P2 – Clustering

This is one of the pre-defined project ideas you can choose for your project.

Clustering Wikipedia articles

Modify your clustering system from Assignment 2 to use Wikipedia articles (90 articles about Programming, 90 about Games). The dataset can be downloaded on the Datasets page.

To use the dataset for clustering, you need to select some words and calculate the frequency of these words in each Wikipedia article. It is not recommended to use all words from the articles since similarity calculations will then take a long time.
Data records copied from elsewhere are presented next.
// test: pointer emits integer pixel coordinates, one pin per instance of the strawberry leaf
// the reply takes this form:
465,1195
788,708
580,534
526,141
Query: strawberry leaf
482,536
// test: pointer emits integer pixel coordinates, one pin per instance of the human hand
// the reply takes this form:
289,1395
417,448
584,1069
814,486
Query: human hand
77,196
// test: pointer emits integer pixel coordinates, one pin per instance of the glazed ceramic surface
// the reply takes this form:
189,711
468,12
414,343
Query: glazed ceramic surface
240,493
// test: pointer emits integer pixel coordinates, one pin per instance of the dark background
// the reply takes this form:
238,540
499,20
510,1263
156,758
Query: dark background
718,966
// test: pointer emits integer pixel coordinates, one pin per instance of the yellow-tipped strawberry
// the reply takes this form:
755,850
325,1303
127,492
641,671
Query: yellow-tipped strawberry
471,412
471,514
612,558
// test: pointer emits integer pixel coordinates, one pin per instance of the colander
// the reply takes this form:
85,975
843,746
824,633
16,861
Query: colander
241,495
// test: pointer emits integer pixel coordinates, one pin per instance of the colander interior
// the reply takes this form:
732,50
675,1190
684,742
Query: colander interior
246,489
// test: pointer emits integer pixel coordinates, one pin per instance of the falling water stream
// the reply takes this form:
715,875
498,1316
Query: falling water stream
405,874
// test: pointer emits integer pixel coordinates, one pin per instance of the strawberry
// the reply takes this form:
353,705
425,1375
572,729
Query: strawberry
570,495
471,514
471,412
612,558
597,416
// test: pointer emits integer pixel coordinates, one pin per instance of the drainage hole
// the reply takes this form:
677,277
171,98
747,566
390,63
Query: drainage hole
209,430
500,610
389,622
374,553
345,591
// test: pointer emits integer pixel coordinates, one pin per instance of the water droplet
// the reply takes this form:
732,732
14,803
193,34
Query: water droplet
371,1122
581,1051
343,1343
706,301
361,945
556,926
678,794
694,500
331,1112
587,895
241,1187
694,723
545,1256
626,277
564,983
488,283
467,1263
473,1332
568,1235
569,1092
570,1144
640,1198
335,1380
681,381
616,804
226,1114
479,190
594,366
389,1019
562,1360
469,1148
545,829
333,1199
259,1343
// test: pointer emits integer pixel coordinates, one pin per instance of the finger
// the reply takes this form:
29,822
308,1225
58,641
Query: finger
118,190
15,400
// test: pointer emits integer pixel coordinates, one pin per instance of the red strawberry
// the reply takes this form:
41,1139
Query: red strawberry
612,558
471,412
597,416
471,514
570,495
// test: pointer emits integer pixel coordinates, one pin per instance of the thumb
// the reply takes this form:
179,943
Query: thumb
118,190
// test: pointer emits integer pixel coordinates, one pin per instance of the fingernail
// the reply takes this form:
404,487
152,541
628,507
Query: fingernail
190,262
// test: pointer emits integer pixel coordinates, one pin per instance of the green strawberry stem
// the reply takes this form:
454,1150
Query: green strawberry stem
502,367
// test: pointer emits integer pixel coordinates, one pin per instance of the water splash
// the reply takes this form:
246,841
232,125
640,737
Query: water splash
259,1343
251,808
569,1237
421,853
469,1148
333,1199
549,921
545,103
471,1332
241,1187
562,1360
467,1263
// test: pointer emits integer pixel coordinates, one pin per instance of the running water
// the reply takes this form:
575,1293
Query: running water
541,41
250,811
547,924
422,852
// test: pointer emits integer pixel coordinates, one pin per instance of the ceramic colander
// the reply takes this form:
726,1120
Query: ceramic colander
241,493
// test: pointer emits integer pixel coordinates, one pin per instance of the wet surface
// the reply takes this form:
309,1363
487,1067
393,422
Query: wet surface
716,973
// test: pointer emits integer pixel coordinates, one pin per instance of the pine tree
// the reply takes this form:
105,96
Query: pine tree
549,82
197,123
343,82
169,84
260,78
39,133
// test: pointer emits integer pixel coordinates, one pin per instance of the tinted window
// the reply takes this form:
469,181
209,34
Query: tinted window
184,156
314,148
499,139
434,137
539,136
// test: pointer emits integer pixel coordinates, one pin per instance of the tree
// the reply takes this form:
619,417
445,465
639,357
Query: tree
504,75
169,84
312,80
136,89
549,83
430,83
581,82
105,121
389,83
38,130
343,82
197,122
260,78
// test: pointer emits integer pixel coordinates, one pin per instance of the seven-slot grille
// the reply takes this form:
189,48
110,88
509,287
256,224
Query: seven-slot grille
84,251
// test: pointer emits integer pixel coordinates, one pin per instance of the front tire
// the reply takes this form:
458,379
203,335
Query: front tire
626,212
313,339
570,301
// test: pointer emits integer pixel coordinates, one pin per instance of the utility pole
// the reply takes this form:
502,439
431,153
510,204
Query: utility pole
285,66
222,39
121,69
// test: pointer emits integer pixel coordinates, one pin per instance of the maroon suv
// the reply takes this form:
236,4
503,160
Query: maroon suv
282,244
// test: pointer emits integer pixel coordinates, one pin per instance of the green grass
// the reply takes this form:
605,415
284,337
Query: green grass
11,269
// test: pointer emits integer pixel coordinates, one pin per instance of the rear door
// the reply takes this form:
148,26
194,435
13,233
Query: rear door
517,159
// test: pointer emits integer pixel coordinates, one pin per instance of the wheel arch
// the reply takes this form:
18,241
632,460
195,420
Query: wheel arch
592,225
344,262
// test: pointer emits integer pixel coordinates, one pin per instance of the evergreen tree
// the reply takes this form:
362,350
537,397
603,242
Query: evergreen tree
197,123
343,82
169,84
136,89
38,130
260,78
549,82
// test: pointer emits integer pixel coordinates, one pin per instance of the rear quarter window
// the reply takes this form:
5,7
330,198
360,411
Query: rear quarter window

You can, for example, use the following words:

language, programming, computer, software, hardware, data, player, online, system, development, machine, console, developer, design, history, technology, standard, information, article, example

The article Arcade_game would then have the following frequencies:

0;4;14;1;58;1;11;7;12;4;9;17;0;5;33;8;1;2;7;1

Grading

GradeRequirements
E
  • Read all articles about programming and games and convert each article to word frequencies using the word list above.
  • Perform k-means clustering on the 180 articles using two clusters.
  • Are the articles well separated into one cluster of gaming related articles and one cluster about programming?
C-D
  • Perform hierarchical clustering on the 180 articles.
  • Are articles about similar topics well separated into branches?
A-B
  • Generate your own word list of at least 100 words.
  • Repeat k-means and hierarchical clustering using the new word list.
  • Are the results better with the new word list?